Et pourtant, les EAU se sont abstenus de voter sur une résolution du Conseil de sécurité du 3 mars condamnant les actions de la Russie en Ukraine, à laquelle la Russie a opposé son veto, alors qu’ils ont voté en faveur d’une résolution de l’Assemblée générale disant la même chose. Aujourd’hui, les EAU, et en particulier Dubaï, sont considérés comme un refuge pour les milliardaires russes qui ont été lourdement sanctionnés par l’Occident.

Les pays du Golfe comme les EAU sont pris entre leur loyauté totale envers les États-Unis et leur proximité croissante avec le gouvernement russe, d’autant plus qu’ils déplorent ce qu’ils considèrent comme un retrait américain du Moyen-Orient. De nombreux despotes du Golfe sont toujours mécontents que les États-Unis aient laissé tomber Hosni Moubarak en Égypte et Zein Abidin Bin Ali en Tunisie lors des soulèvements arabes de 2011.

Seul le Qatar parmi les pays du Golfe a pris une position forte pour soutenir l’Ukraine, mais n’a pas rejoint la guerre économique contre la Russie. L’émir du Qatar a récemment été accueilli dans le bureau ovale et le pays s’est vu attribuer le statut de "grand allié non-OTAN." En outre, les États-Unis veulent que le Qatar comble les besoins en gaz de l’Europe à la suite des sanctions sur les ventes de gaz russe (il est curieux que la Maison Blanche ait travaillé avec le Qatar sur ce point avant que le premier soldat russe ne se déplace vers l’Ukraine).

Consensus américain fracturé

Les États-Unis ne parviendront plus à obtenir un consensus dans le monde en fonction de leurs propres intérêts. Bien que la Chine ne soit ni préparée, ni disposée à défier de front la politique étrangère américaine pour l’instant, sa coopération et ses traités avec les ennemis des États-Unis (principalement l’Iran) indiquent que la Chine a l’intention d’évoluer dans un monde non soumis aux diktats américains.

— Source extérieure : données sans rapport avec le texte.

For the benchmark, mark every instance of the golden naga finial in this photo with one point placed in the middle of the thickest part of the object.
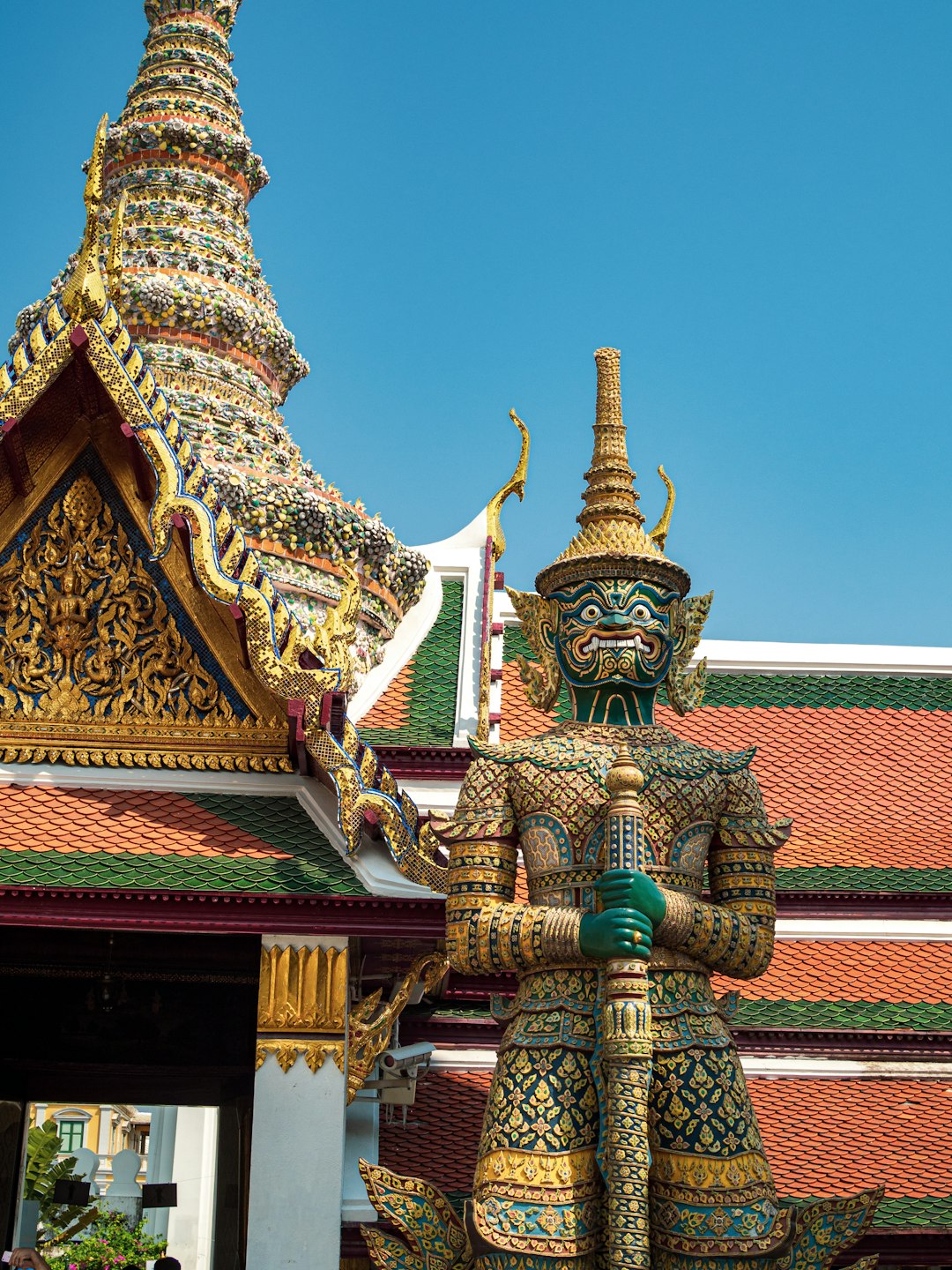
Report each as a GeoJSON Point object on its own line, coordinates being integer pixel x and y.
{"type": "Point", "coordinates": [514, 485]}
{"type": "Point", "coordinates": [659, 534]}
{"type": "Point", "coordinates": [113, 260]}
{"type": "Point", "coordinates": [84, 294]}
{"type": "Point", "coordinates": [371, 1024]}
{"type": "Point", "coordinates": [334, 639]}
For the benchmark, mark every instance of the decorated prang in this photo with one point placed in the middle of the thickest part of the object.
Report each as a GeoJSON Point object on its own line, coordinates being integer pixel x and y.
{"type": "Point", "coordinates": [179, 170]}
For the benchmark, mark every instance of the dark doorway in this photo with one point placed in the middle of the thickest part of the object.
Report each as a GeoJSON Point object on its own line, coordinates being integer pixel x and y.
{"type": "Point", "coordinates": [138, 1018]}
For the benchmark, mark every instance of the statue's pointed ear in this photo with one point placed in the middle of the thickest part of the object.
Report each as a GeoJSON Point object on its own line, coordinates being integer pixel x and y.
{"type": "Point", "coordinates": [686, 689]}
{"type": "Point", "coordinates": [537, 616]}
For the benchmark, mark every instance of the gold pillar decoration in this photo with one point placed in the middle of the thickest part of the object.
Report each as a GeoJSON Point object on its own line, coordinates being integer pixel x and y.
{"type": "Point", "coordinates": [628, 1042]}
{"type": "Point", "coordinates": [301, 1006]}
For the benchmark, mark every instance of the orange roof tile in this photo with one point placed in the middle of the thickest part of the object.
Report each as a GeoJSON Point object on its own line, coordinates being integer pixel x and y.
{"type": "Point", "coordinates": [391, 709]}
{"type": "Point", "coordinates": [442, 1133]}
{"type": "Point", "coordinates": [852, 970]}
{"type": "Point", "coordinates": [863, 787]}
{"type": "Point", "coordinates": [830, 1137]}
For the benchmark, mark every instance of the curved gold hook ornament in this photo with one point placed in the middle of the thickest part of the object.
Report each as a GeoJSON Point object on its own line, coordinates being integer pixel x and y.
{"type": "Point", "coordinates": [113, 260]}
{"type": "Point", "coordinates": [84, 295]}
{"type": "Point", "coordinates": [659, 534]}
{"type": "Point", "coordinates": [514, 485]}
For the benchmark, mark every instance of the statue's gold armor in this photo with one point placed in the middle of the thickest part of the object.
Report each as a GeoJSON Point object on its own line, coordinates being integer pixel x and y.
{"type": "Point", "coordinates": [539, 1186]}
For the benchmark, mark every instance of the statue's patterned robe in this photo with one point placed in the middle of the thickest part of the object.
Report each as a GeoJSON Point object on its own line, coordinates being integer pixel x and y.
{"type": "Point", "coordinates": [539, 1191]}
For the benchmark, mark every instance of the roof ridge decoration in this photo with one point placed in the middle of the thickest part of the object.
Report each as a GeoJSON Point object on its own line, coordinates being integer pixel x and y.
{"type": "Point", "coordinates": [192, 290]}
{"type": "Point", "coordinates": [612, 542]}
{"type": "Point", "coordinates": [227, 566]}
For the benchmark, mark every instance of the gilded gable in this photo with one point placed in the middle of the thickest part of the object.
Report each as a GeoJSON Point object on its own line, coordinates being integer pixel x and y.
{"type": "Point", "coordinates": [100, 661]}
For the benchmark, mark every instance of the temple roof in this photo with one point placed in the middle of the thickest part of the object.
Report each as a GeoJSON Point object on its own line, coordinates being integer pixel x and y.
{"type": "Point", "coordinates": [195, 295]}
{"type": "Point", "coordinates": [165, 840]}
{"type": "Point", "coordinates": [848, 983]}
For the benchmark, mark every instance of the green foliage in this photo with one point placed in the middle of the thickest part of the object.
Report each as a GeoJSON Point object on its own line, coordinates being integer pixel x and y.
{"type": "Point", "coordinates": [43, 1171]}
{"type": "Point", "coordinates": [109, 1244]}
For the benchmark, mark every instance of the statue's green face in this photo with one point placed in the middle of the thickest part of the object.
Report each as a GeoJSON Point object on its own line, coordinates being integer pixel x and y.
{"type": "Point", "coordinates": [614, 631]}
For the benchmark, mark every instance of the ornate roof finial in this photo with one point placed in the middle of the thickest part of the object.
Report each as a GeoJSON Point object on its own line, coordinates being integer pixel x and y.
{"type": "Point", "coordinates": [612, 540]}
{"type": "Point", "coordinates": [84, 294]}
{"type": "Point", "coordinates": [514, 485]}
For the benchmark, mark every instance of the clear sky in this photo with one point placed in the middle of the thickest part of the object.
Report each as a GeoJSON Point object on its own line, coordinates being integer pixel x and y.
{"type": "Point", "coordinates": [752, 199]}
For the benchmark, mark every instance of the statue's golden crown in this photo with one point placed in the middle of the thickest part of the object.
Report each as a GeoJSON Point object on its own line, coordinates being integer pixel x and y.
{"type": "Point", "coordinates": [612, 542]}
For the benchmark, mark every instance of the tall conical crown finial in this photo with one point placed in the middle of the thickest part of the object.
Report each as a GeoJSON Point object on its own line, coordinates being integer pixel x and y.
{"type": "Point", "coordinates": [612, 542]}
{"type": "Point", "coordinates": [609, 481]}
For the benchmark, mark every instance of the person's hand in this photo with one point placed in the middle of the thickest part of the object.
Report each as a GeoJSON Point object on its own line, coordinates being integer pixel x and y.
{"type": "Point", "coordinates": [28, 1259]}
{"type": "Point", "coordinates": [616, 932]}
{"type": "Point", "coordinates": [626, 888]}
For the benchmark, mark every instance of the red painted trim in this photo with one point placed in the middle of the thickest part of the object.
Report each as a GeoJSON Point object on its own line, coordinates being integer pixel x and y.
{"type": "Point", "coordinates": [426, 762]}
{"type": "Point", "coordinates": [219, 914]}
{"type": "Point", "coordinates": [863, 903]}
{"type": "Point", "coordinates": [79, 340]}
{"type": "Point", "coordinates": [16, 458]}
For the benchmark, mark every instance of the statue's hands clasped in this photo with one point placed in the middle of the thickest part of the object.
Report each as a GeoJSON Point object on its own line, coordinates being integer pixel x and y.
{"type": "Point", "coordinates": [632, 905]}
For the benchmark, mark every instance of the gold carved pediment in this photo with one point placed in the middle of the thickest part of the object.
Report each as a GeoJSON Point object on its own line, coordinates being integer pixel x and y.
{"type": "Point", "coordinates": [94, 664]}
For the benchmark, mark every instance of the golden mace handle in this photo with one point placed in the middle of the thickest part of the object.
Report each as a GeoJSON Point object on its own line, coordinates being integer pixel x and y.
{"type": "Point", "coordinates": [626, 1045]}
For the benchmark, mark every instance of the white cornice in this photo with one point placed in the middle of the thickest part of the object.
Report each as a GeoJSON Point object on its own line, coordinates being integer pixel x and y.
{"type": "Point", "coordinates": [758, 657]}
{"type": "Point", "coordinates": [464, 1059]}
{"type": "Point", "coordinates": [844, 1068]}
{"type": "Point", "coordinates": [896, 930]}
{"type": "Point", "coordinates": [61, 776]}
{"type": "Point", "coordinates": [767, 657]}
{"type": "Point", "coordinates": [458, 557]}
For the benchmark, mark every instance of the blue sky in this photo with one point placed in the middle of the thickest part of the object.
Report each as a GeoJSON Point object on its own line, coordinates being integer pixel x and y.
{"type": "Point", "coordinates": [750, 199]}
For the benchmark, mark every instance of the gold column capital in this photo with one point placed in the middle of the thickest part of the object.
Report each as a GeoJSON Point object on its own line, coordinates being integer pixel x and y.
{"type": "Point", "coordinates": [301, 1005]}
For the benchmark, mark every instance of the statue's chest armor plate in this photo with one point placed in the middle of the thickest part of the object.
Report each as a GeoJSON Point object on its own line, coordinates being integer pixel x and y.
{"type": "Point", "coordinates": [560, 819]}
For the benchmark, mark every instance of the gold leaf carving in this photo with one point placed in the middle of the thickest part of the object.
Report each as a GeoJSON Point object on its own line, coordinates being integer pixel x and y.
{"type": "Point", "coordinates": [302, 990]}
{"type": "Point", "coordinates": [93, 664]}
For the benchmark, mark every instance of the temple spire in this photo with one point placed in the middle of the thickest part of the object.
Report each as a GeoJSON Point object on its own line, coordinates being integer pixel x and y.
{"type": "Point", "coordinates": [190, 288]}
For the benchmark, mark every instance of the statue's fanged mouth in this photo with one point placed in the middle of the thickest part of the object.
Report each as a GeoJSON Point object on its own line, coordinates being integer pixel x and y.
{"type": "Point", "coordinates": [634, 639]}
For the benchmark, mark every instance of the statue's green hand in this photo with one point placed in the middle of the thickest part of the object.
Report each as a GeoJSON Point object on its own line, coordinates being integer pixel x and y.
{"type": "Point", "coordinates": [616, 932]}
{"type": "Point", "coordinates": [625, 888]}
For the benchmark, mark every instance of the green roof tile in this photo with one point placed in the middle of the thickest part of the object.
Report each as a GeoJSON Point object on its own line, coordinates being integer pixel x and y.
{"type": "Point", "coordinates": [934, 1211]}
{"type": "Point", "coordinates": [848, 878]}
{"type": "Point", "coordinates": [433, 681]}
{"type": "Point", "coordinates": [305, 862]}
{"type": "Point", "coordinates": [844, 1015]}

Les déclarations du gouvernement chinois pendant la crise ont été prudentes, mais les médias sociaux en Chine et les déclarations des diplomates chinois via les médias sociaux ont été carrément favorables à la position de la Russie. La Chine a renforcé ses liens économiques avec la Russie pour atténuer le choc des sanctions, notamment en autorisant la Russie à utiliser son système UnionPay pour remplacer les cartes de crédit occidentales.

En raison de son exclusion du système bancaire international SWIFT, la Russie s’est appuyée sur son propre système de transfert de messages financiers (SPFS), qui pourrait être lié au système de paiement interbancaire transfrontalier (CIPS) de la Chine. La Russie a commencé à effectuer des paiements à la Chine en renminbi, ce qui affaiblit le dollar en tant que première monnaie mondiale. Les effets de retour sur l’Occident de sa guerre économique conduisent à la création de systèmes économiques et financiers distincts qui fracturent la domination mondiale des États-Unis.

Les régimes du Golfe, et d’autres pays en développement, s’adapteront à un nouveau monde où la configuration du pouvoir est en train de changer. Ce n’est plus le monde que les États-Unis ont façonné après la guerre froide.

La Russie n’a pas la puissance ni l’influence des États-Unis. Mais la Russie est un acteur régional influent ; son rôle en Syrie dans le soutien au régime syrien a montré sa capacité à soutenir un régime faible et à opérer en évitant les complots américains visant à renverser Bachar al-Assad. Les gouvernements du Golfe planifient déjà un monde dans lequel les États-Unis sont moins affirmés militairement qu’auparavant. À cette fin, les Émirats arabes unis ont établi une alliance solide avec Israël.

Impact sur le conflit israélo-arabe

Les régimes du Golfe ne sont pas favorisés à Washington comme l’est Israël. Israël a suivi les États-Unis en exprimant son soutien à l’Ukraine. Il ne peut pas se permettre de contrarier l’administration Biden après les dommages causés à son image pendant l’ère Obama-Netanyahu.

La crise russo-ukrainienne sapera la rhétorique des États-Unis et de l’Union européenne sur le conflit israélo-arabe. Il ne sera pas facile de vendre le soi-disant processus de paix après le refus catégorique de l’Occident de soutenir la diplomatie entre la Russie et l’Ukraine, alors que les États-Unis prêchent un pacifisme strict pour les Arabes face à des décennies d’occupation et d’agression israéliennes.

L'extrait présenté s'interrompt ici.